15.2.2016
DE
Amtsblatt der Europäischen Union
C 59/26
Rechtsmittel, eingelegt am 27. November 2015 von Roderich Weissenfels gegen das Urteil des Gerichts für den öffentlichen Dienst vom 24. September 2015 in der Rechtssache F-92/14, Weissenfels/Parlament
(Rechtssache T-684/15 P)
(2016/C 059/28)
Verfahrenssprache: Deutsch
Verfahrensbeteiligte
Rechtsmittelführer: Roderich Weissenfels (Freiburg, Deutschland) (Prozessbevollmächtigter: Rechtsanwalt G. Maximini)

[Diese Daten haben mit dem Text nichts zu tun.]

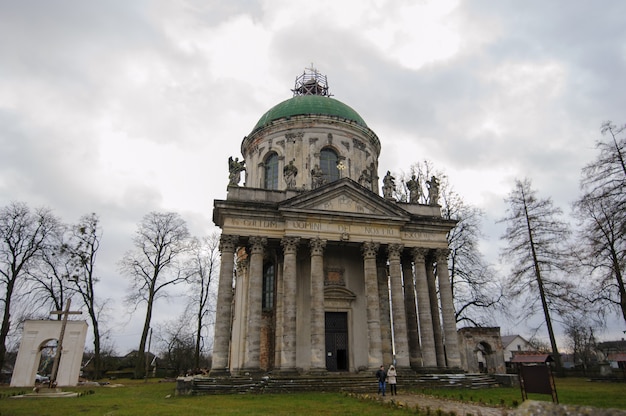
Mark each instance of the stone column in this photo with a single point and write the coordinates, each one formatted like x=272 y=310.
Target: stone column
x=221 y=341
x=435 y=312
x=375 y=356
x=415 y=354
x=447 y=310
x=385 y=313
x=429 y=358
x=397 y=306
x=288 y=341
x=318 y=323
x=255 y=311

Andere Verfahrensbeteiligte: Europäisches Parlament
Anträge
Der Rechtsmittelführer beantragt:
—
das Urteil aufzuheben;
—
den Klageanträgen erster Instanz stattzugeben und
—
folglich das Parlament zur Zahlung des beantragten immateriellen Schadenersatzes sowie zur Tragung der Kosten beider Rechtszüge zu verurteilen, einschließlich der des Vorverfahrens sowie sämtlicher notwendiger Aufwendungen und Auslagen des Klägers.

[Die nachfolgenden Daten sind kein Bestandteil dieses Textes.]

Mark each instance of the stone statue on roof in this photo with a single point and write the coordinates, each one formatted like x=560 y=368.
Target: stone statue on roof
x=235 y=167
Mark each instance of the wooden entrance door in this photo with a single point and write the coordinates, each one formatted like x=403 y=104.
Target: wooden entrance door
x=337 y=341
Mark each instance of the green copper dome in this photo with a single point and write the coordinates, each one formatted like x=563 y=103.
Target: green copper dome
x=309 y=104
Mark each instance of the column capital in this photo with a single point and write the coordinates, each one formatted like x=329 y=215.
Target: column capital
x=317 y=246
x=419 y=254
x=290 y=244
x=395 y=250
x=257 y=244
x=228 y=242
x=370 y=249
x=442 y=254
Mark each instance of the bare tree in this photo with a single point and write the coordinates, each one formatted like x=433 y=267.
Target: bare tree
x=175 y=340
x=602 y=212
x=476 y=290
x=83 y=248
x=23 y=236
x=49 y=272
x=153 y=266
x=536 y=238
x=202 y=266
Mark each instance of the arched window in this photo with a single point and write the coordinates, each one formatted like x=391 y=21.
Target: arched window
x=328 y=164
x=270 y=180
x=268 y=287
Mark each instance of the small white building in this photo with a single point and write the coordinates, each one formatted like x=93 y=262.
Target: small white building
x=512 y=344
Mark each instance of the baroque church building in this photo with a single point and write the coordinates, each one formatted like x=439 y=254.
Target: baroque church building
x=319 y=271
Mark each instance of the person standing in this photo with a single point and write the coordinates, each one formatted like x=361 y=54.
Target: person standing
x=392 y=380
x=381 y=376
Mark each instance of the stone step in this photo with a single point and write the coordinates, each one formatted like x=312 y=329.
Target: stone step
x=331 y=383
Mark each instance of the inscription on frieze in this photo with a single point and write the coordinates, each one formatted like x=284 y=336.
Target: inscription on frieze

Rechtsmittelgründe und wesentliche Argumente
Mit dem vorliegendem Rechtsmittel begehrt der Rechtsmittelführer die Aufhebung des Urteils des Gerichts für den öffentlichen Dienst vom 24. September 2015, Weissenfels/Parlament (F-92/14, RecFP, EU:F:2015:110).
Zur Stützung des Rechtsmittels macht der Rechtsmittelführer vier Rechtsmittelgründe geltend.
1.
Erster Rechtsmittelgrund: Verstoß gegen das Gebot der Unparteilichkeit (Artikel 47 Abs. 2 der Charta der Grundrechte der Europäischen Union)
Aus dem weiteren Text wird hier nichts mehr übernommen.